Después de comer su ración de corned-beef y de tomar el té, que bebió con los ojos cerrados, salió de la cocina y volvió a La Fone Street hasta llegar a la línea C, quinientos metros atrás de la B y completando las tres líneas de trincheras que constituían la primera línea. En la línea C se cruzó con elementos de la reserva del batallón y fue a la zona de las letrinas. El olor a excremento, siempre presente en las trincheras en general, y en las portuguesas en particular, era aquí más intenso. Matias cogió un cubo, cerró la puerta de la letrina, defecó en el cubo mientras agitaba la mano para ahuyentar las moscas de su cara, enormes moscardas azules que se desplazaban en una nube ruidosa, zumbando ensordecedoras, ávidas de podredumbre. Cuando terminó, el soldado se incorporó y comprobó el color de las heces, que estaban algo líquidas, se preguntó si no tendría disentería, buscó señales de la diarrea tan frecuente en las trincheras, pero no las vio; al fin y al cabo, no le dolía el estómago ni vio sangre en los excrementos. Aun así, tomó nota mental para vigilar la próxima evacuación, se limpió con un periódico, en este caso una página deportiva de Le Petit Journal, salió de la letrina, cogió el cubo y lanzó los excrementos a la fosa, guardó el cubo, vio que unas gotas de las heces le habían salpicado el dorso de la mano derecha, echó pestes, se limpió, frotándose fugazmente la mano en la tela de los pantalones, y bajó rápidamente por la línea C hasta el refugio de su pelotón.

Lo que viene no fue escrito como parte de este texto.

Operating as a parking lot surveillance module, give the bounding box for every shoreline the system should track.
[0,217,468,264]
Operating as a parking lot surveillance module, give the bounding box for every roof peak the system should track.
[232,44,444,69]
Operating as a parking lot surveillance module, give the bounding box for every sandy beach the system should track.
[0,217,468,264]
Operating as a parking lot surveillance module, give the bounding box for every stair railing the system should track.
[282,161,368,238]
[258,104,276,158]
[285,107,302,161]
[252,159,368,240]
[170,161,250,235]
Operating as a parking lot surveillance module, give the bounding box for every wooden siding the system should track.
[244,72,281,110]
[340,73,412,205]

El puesto de comando de la segunda compañía de la Infantería 8 de la Brigada del Miño se había transformado en un verdadero despacho. Arrimado a la pared de Grants Post, se encontraba el catre de alambre para el oficial de guardia. Al lado, algunas cajas colgadas como estantes para almacenar lo que fuese necesario; aquí y allá se veían velas de estearina y, junto a la entrada, una caja de municiones que servía de mesa, con un banco.

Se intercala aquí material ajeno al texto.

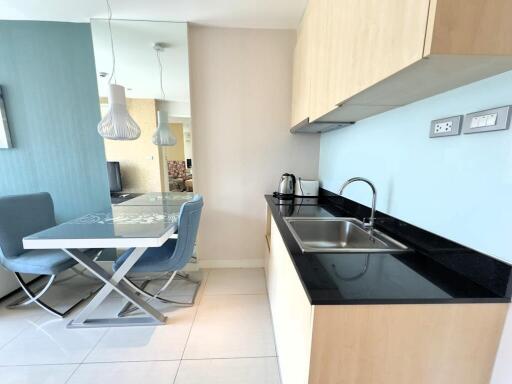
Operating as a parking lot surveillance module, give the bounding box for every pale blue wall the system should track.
[0,21,109,220]
[319,72,512,262]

Sentado a la mesa, en la que unos trapos raídos disimulaban el rudo aspecto de la caja, el capitán Afonso Brandão preparaba el informe de las tres de la tarde sobre la situación en el sector bajo su comando y sobre el viento, información esta última considerada relevante para evaluar la posibilidad de que el enemigo lanzase gases tóxicos. Por casualidad, aquel día 22 de noviembre, el viento venía del este, siendo por ello propicio para que los alemanes utilizaran armas químicas. El documento que el capitán ultimaba era el quinto del día. Por lo menos, nadie podía acusar al CEP de ignorar la burocracia. Era ayer cuando Afonso había llegado a las trincheras, después de la intrigante noche en al Château Redier, y lidiaba ahora, en pleno frente de guerra, con los papeles de la compañía a su cargo.

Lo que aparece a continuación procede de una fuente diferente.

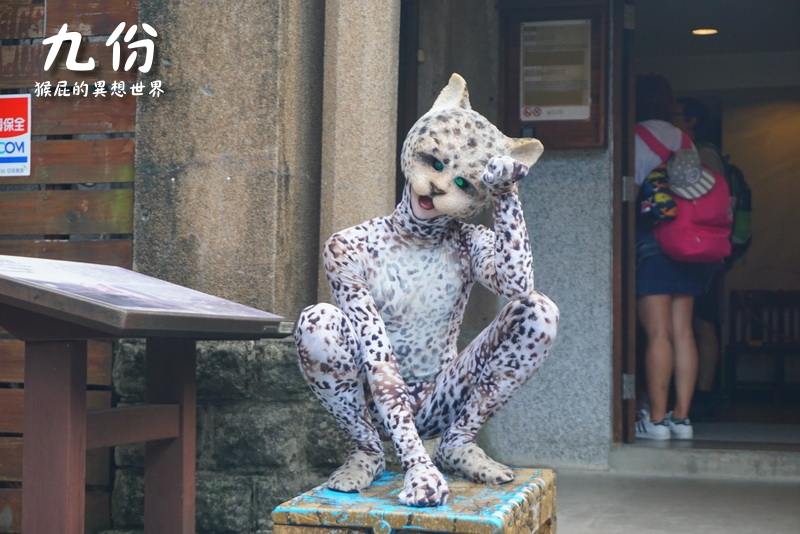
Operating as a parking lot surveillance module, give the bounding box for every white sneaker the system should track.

A las seis de la mañana ya había enviado el «documento de las operaciones y de las informaciones», en el que describía la ocupación de las trincheras, el número de cartuchos consumidos por las ametralladoras, las patrullas, las obras de reparación de las trincheras bombardeadas, la visibilidad, la actividad visible del enemigo, la acción de sus ametralladoras y granadas, los sitios alcanzados, el movimiento de los aeroplanos y otras informaciones. Este primer documento era sin duda el más importante, pero había más. A las diez de la mañana, Afonso había telegrafiado para comunicar las bajas de las últimas veinticuatro horas, y al mediodía había remitido el informe de los trabajos y requisiciones. El próximo informe sería a las cuatro de la mañana, con datos sobre el viento y la situación en las trincheras. El problema es que el papelerío no acababa ahí, y el capitán suspiró con desaliento al recordar que aún tendría que leer con atención la circular 22 753, enviada por la brigada para clarificar la circular 12 136 de la 2.ª División, la cual, por otra parte, era una ampliación de la circular 9227 del CEP, con nuevas indicaciones para los soldados sobre el modo de colocarse y quitarse las máscaras, ya fuera de pie, acostados, en marcha, quietos, dormidos o despiertos.
—Afonso —llamó una voz detrás de él.
El capitán volvió la cabeza y vio al mayor Gustavo Mascarenhas, el antiguo compañero de la Escuela del Ejército que ocupaba el cargo de segundo comandante de la Infantería 13, de Vila Real, una de las dos unidades tramontanas presentes en Flandes, integradas también en la 2.ª División.
—Entra —le invitó Afonso, volviendo su atención al documento que estaba terminando—. ¿No deberías estar preparando tu informe?
—Ya lo he acabado —dijo Mascarenhas, que bajó la cabeza y se sentó en el catre—. Tengo una sorpresa para ti.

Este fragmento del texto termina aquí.